戦後の上方落語を復興させた四天王の1人で、最後の大看板だった3代目桂春団治さん(享年85)が今月9日に亡くなったことを受け、14日夜、大阪・道頓堀の角座で、一門筆頭の桂福団治(75)春之輔(67)ら弟子が会見した。

 春団治さんが20代のころ、入門した福団治は「師匠が言うなら『黒も白』の封建時代、私生活でも古いしきたりを大事にし、額縁の中から絶対にはみ出さない人でした」と振り返った。

 春団治さんは、ネタに入る前に枕を振らず、涼やかに高座へ現れ羽織を脱ぎ、ネタを始める一連の動作は流れるようだった。繊細で華麗な語り口でファンを魅了し、数カ月に及ぶけいこを重ねても「自分に合わない」と思えば、決してそのネタを高座にかけることのない頑固さでも知られた。独自の美学を貫いた師匠から若き日、徹底して仕込まれた福団治は、一番の教えを「長幼の序」だと語った。

 「目上の人を敬う心、下の者に優しくする心。芸は人が出る」。春団治さんから徹底して教えられた精神論だった。

 また、春之輔は「落語が好きというより、春団治のファンで」弟子入り。高校2年から師匠のもとへ通った。「師匠の芸は誰にもまねできへん」と話す。

 春団治さんが得意とした「お玉牛」では、男が夜ばいをする場面があり、牛の尻尾に見立てた扇子をクルッと回し、額を打つ所作があり、春之輔はこれを「師匠にしか出せへん色気がある。しかしまあ、あんな男前に夜ばいに来られたら女性も受け入れまっせ」。春団治さんが高座から放つ独特の色気に、いまだほれているという。

 実際、春団治さんは、二枚目で知られ、おしゃれにも気を使った。晩年も、自宅近くを散歩に出るだけでも、装いにこだわり、私生活でも洒脱(しゃだつ)を意識していた。一方で、性格はシャイ。マスコミ取材も嫌い、テレビ出演もほぼなかった。

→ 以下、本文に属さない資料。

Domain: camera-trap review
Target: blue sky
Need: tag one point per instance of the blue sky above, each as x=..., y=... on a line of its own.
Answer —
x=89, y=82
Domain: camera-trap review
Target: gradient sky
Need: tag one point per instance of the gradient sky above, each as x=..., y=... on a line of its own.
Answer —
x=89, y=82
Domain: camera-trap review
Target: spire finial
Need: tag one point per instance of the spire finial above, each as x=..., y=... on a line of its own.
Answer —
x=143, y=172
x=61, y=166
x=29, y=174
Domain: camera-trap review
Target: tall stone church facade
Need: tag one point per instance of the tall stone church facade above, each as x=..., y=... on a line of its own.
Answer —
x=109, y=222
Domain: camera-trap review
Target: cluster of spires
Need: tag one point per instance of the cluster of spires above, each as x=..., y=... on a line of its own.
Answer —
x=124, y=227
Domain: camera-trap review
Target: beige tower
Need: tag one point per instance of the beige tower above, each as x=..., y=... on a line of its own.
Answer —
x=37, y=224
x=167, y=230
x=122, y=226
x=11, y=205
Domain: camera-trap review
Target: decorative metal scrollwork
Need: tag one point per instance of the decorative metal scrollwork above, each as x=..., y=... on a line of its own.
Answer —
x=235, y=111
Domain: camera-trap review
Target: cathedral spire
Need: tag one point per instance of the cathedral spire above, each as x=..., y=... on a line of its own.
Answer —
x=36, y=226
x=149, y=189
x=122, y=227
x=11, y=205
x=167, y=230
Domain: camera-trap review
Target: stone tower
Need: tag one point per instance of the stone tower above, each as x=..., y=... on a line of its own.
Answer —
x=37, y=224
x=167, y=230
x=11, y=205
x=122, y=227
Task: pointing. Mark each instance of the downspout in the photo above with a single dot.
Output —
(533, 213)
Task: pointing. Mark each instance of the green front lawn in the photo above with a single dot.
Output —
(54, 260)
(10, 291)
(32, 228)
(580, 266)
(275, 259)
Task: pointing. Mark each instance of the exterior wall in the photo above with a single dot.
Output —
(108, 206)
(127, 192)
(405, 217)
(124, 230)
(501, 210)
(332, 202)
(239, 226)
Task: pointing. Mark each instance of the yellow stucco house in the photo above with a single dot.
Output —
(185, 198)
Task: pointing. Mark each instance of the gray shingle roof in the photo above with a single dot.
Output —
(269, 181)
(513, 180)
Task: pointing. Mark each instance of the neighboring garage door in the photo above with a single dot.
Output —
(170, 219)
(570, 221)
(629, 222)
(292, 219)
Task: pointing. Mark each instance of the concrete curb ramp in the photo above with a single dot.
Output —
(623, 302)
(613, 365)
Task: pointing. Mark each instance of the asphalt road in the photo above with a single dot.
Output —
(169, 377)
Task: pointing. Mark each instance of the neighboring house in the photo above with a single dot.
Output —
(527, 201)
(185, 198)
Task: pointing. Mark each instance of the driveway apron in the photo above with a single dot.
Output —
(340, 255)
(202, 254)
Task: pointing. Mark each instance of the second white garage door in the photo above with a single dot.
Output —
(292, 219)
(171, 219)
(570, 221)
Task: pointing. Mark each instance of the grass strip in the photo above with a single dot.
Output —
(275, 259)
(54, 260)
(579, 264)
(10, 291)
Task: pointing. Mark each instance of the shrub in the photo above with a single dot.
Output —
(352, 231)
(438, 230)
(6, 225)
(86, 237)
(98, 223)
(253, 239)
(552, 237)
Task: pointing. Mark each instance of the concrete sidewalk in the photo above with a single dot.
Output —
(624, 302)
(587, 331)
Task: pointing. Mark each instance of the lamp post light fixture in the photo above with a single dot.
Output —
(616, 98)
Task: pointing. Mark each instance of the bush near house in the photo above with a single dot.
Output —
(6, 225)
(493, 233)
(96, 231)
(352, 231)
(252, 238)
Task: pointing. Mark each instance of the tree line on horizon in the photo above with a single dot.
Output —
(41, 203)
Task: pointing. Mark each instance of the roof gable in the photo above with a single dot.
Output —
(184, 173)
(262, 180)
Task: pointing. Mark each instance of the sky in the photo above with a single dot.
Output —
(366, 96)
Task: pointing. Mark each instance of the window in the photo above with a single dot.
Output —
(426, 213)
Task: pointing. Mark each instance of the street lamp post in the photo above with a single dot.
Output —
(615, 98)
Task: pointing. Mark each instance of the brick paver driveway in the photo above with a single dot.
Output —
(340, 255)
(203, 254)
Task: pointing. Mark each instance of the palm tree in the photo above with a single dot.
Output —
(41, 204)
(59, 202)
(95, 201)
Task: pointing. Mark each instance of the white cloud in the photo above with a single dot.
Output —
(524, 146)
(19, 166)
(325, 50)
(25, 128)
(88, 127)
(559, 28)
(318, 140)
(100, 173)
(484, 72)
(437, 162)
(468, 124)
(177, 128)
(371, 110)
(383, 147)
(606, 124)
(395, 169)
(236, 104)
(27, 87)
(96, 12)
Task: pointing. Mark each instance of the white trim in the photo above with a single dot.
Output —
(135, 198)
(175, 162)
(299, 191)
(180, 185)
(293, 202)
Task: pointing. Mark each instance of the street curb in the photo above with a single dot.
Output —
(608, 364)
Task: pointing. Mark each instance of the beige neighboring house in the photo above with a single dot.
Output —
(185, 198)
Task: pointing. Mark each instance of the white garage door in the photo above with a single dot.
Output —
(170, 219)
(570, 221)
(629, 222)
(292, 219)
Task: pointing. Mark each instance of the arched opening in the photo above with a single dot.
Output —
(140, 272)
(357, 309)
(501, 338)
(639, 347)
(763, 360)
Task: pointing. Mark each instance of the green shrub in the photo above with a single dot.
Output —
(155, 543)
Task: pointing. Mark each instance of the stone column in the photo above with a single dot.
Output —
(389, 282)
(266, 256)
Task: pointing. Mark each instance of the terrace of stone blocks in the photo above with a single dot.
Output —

 弟子の桂春若(64)は「1度だけ、落語以外で師匠と仕事をしたことがある。オークションの司会やったけど、あれだけ。師匠はずっと『ワシが金稼げんのは落語だけや』と言ってました」と話した。

 芸以外で人前に出ることを苦手とした春団治さんの意向に沿い、春之輔ら一門は「万一の際は密葬で」と決めていた。

 春団治さんは9日に亡くなり、11日に親族や一門で密葬を終えた。棺に眠る春団治さんには、お気に入りで、最も似合っていた柿色の着物を着せ、見送ったという。

 戒名は「一春鑽陰釈一道(しゅんさんいんしゃくいちどう)」。